Taipei Subway, a poem

Taipei Subway
By Mike Marcellino

Taipei Subway
Another day,
Night
Underground
White bright lights
Two guys and
Guitars
Singing
Where?
Taipei Subway.

Two guys and
Guitar
Singing
Where?
Taipei Subway.
There
No where
Nobody there.
Taipei Subway
Twins
Taipei Subway
Twins.

Pictures
In dark
4 color corners
4 color
4 color.
Taipei Subway
Twins.
Another day,
Night
Underground
White bright lights
White bright lights.
They weren’t
Supposed to be
There,
Somewhere,
Anywhere;
Early commuters,
People appearing
In a tunnel
White tile walls
Of love
Disappointed.
Taipei Subway
Twins
Taipei Subway
Twins.

Another day,
Night
Underground.
White bright lights
Taipei Subway,
Subway.
Two guys
Guitars
Singing.
Where
There
Nowhere.
Taipei Subway
Subway,
Subway
To a night game
For the
Taipei Subway Twins
Taiwan Subway Twins
4 color,
4 color,
4 color.

Copyright Mike Marcellino, 2007

Fields of destruction, a short story

fields of destruction
Even in 2007, most baseball fans know of Bob Feller, who could have been the best pitcher in baseball history if he hadn’t “walked off the mound” to join the Navy on Monday, December 8, 1941, the day after the Japanese bombed Pearl Harbor.
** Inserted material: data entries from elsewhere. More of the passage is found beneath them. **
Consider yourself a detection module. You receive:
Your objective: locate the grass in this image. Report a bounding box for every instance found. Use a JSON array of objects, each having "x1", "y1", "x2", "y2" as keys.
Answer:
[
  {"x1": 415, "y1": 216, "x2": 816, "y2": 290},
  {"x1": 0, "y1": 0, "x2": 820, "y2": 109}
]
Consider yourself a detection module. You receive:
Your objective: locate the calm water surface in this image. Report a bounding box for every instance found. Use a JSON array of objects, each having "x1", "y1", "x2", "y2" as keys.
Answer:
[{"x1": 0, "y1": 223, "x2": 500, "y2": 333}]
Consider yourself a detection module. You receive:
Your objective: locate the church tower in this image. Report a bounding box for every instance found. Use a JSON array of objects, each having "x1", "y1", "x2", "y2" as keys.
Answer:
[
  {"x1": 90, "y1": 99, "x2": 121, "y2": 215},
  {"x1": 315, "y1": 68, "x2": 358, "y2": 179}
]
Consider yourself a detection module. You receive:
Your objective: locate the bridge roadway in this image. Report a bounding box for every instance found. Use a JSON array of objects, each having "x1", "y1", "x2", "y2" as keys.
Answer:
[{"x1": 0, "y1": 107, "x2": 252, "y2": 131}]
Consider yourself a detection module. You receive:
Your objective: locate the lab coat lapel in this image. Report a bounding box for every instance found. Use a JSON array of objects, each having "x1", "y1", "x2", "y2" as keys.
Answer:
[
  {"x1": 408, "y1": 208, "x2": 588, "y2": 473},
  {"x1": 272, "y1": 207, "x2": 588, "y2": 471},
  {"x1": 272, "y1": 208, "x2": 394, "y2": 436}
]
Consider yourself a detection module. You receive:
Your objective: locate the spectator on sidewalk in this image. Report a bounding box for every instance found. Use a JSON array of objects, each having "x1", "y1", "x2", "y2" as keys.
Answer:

The mound in the diamond of Cleveland Municipal Stadium, built in 1931 and destroyed 64 years later, which just happens to be my age to date.
What not many people ever knew, except Iowans, was they called young Feller “the heater from Van Meter,” Iowa that is. Today’s population 866. The railroad tracks headed west and a farm road called R Road make a cross and that’s Van Meter.
Feller could be one of the heroes of William Casey Blake, who hails less than 20 miles or so down the road east in Des Moines. Blake plays ball in Cleveland’s new ball park. It’s called Jacobs Field, rather poetic, I think, and something like Baltimore’s Camden Yards, near the train station.
Whether Iowan Blake was named after the mighty Casey who struck out breaking a bunch of hearts I don’t know. Probably. The third baseman and a few other Cleveland Indians may be the subject of a few not exactly upbeat poems after the “Tribe” fell apartment after getting up on Boston 3-1 in the best of seven American League Championship.
Fans in Cleveland (and it will probably catch on) are calling it “The Collapse.” Cleveland sports team history is filled with bat shattering two word nationally, if not world known, epitaphs.
The Catch, the Polo Grounds , September 29, 1954.
Some think say hay Willie Mays’ An over the shoulder wide receiver style back to home plate the greatest grab in baseball history. The San Francisco Giants turned a 2-2 tie into a win and went on to defeat the Indians who put into the record books one of the best seasons in baseball history. The Giants took four straight off the Indians winning the World Series. Someone on Wikipedia says that people say that Vic Wertz drive to straight center traveled 450 feet. That can’t be possible, can it? Wikipedia, did they ever play “polo” in the Polo Grounds?
But, I am getting ahead of myself and away from the freshest Cleveland professional sports team suicides, in a 53- year- long trail of unraveling I followed until I collapsed.
I affectionately titled my story, “Fields of Destruction” because the Indians remind me of the Vietnam War era classic, “The Eve of Destruction.” I thought the song was called “Fields of Destruction,” having been in some of those fields and by Eric Burdon and the Animals rather than Barry McGuire, that I now remember as a movie with Tom Cruise about a football players’ agent that I saw part of a few times.
I was almost in Van Meter once without even knowing it’s the home of the Bob Feller Museum. Actually, Van Meter is just a few miles west along Interstate 80 from a whole Google of Super 8 motels. I have a Super 8 card somewhere. I came as close as Jimmy’s All American restaurant and bar, a place where a writer from Cleveland posing as a movie scout was immediately and continuously hugged and kissed and bought beers all Wednesday night, the only night things jump in Des Monies, I as told. Just call me lucky, but that does put some distance between me and the Indians.